I propose not to accept amendment No. 66 because the proposed amendment would not have any effect on rates levied in 2020, as the bulk of provision in local government rates and other matters after 2019 have not yet been commenced, and were never intended to come into effect in 2020. Rates levied in 2020 were not levied under the 2019 Act but under the original rates legislation, which remains in effect. Notwithstanding this, and given the issues as raised by Senator Horkan, along with the unprecedented nature of the challenges arising from the Covid-19 situation and the challenges therefore being faced by many ratepayers, the Government has agreed with local authorities that they should agree to defer rates payments due from the most immediately impacted businesses, primarily in the retail, hospitality, leisure and childcare sectors, until end of June. The measure will be implemented by each local authority in its own area and was announced by the Government last Friday. Any ratepayer who has had to close temporarily or significantly curtail operations during the Covid-19 period should contact his or her local authority with regard to any rates payments falling due to the period to the end of June. Local authorities have been asked to publicise this arrangement and put in place dedicated contact arrangements for ratepayers.
The Senator is correct that these rate payments are a very important source of income for local authorities. The Government will have to put in place measures to compensate them for this announcement. As a precursor to this an advance payment of local property tax, LPT, of €136 million is being made to the local government sector next week.
I thank the Minister for his response. I note the Minister stated, and I assume meant, it is deferral of a payment as opposed to deletion of an obligation. The Government is saying it does not have to be collected for the moment but the bill will stand, existing into the future. Businesses that are shut for two months and are not trading commercially will still be required to pay their rates in the future. The bill has not gone away. It has merely been deferred, which is an improvement over not being deferred but only that.
I appreciate that if this amendment was accepted we would have a problem with paying everything next week but I want to put on the record of the House that plenty of businesses that are shut for two months, in many cases as a result of Government advice or direction, including bars, restaurants, hotels and hospitality, are being charged local authority rates while they are shut, not trading and not generating revenue. This amendment, which I will not be pressing, provides a mechanism. There is no point in us forcing businesses that will go bust if they have to pay rates. In some cases, it can involve large amounts. It could be the difference between surviving and not surviving.
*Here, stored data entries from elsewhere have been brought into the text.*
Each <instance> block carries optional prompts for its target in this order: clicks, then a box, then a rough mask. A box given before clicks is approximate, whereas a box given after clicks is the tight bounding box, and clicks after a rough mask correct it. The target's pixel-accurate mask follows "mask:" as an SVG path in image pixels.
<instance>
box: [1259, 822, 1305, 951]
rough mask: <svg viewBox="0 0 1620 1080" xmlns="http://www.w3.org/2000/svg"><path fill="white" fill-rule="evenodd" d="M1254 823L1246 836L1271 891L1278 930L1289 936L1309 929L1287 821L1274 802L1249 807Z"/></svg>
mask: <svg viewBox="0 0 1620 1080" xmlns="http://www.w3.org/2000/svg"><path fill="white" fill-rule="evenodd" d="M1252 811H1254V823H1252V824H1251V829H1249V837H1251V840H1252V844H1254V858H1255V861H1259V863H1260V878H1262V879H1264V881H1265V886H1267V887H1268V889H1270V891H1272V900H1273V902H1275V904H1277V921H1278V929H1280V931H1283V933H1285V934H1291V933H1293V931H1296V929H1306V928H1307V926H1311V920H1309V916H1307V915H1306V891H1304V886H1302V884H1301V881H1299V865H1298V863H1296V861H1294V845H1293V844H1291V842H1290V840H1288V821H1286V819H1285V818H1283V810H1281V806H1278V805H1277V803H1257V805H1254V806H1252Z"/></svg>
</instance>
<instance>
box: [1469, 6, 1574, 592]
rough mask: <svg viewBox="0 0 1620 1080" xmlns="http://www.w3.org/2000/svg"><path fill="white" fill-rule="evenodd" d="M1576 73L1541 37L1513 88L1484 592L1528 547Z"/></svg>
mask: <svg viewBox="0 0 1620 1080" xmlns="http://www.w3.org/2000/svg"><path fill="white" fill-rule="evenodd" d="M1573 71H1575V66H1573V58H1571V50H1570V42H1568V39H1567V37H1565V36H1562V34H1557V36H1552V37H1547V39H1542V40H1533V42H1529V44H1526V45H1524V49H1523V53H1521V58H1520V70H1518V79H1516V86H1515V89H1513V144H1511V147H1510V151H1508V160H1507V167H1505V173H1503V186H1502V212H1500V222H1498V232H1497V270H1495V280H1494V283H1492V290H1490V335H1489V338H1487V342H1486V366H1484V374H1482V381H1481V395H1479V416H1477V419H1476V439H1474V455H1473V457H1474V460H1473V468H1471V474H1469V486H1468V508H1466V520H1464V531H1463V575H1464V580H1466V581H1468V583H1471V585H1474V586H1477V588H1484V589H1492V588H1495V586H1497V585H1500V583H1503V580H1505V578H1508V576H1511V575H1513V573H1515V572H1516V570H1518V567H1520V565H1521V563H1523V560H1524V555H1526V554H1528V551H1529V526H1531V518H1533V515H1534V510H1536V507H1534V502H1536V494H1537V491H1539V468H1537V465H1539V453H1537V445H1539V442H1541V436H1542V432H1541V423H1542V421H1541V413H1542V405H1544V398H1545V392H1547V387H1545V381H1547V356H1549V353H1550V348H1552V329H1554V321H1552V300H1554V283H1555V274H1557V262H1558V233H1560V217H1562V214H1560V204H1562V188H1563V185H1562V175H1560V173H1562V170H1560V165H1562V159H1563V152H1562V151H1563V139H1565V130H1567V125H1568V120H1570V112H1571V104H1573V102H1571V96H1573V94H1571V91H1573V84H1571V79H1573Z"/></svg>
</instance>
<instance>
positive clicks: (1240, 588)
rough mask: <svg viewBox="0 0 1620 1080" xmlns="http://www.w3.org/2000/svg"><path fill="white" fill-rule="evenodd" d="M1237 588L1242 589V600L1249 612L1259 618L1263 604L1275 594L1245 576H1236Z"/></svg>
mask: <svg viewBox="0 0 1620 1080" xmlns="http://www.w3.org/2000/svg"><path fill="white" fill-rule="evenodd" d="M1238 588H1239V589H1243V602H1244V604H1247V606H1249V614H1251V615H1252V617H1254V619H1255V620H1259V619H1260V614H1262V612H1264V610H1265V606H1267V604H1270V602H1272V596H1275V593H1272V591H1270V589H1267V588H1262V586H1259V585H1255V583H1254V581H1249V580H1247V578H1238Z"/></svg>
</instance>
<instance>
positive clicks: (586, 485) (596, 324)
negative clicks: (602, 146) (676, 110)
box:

It is important that the Minister and the Government appreciate the significant amount of money that is collected in the commercial rates sector. If we can do other things - extraordinary things have happened this week and we acknowledge many of them are worthwhile - it is important we appreciate all that is being offered is a deferral of the date that the bill has to be paid. I am not asking for a rates holiday for every business or anything like it. There will be businesses, however, that will be hugely adversely affected and in many cases closed, and they should not be expected to pay rates for the two or three months that they are closed as a result of Government advice or direction.
The Senator's interpretation of where we stand is correct. That is a deferral of the bill as opposed to a deletion of the bill. I am obviously aware of the costs that companies will face when they look to reopen. We will have to give that and many other matters consideration for that moment in which we look to reboot and then rebuild the economy.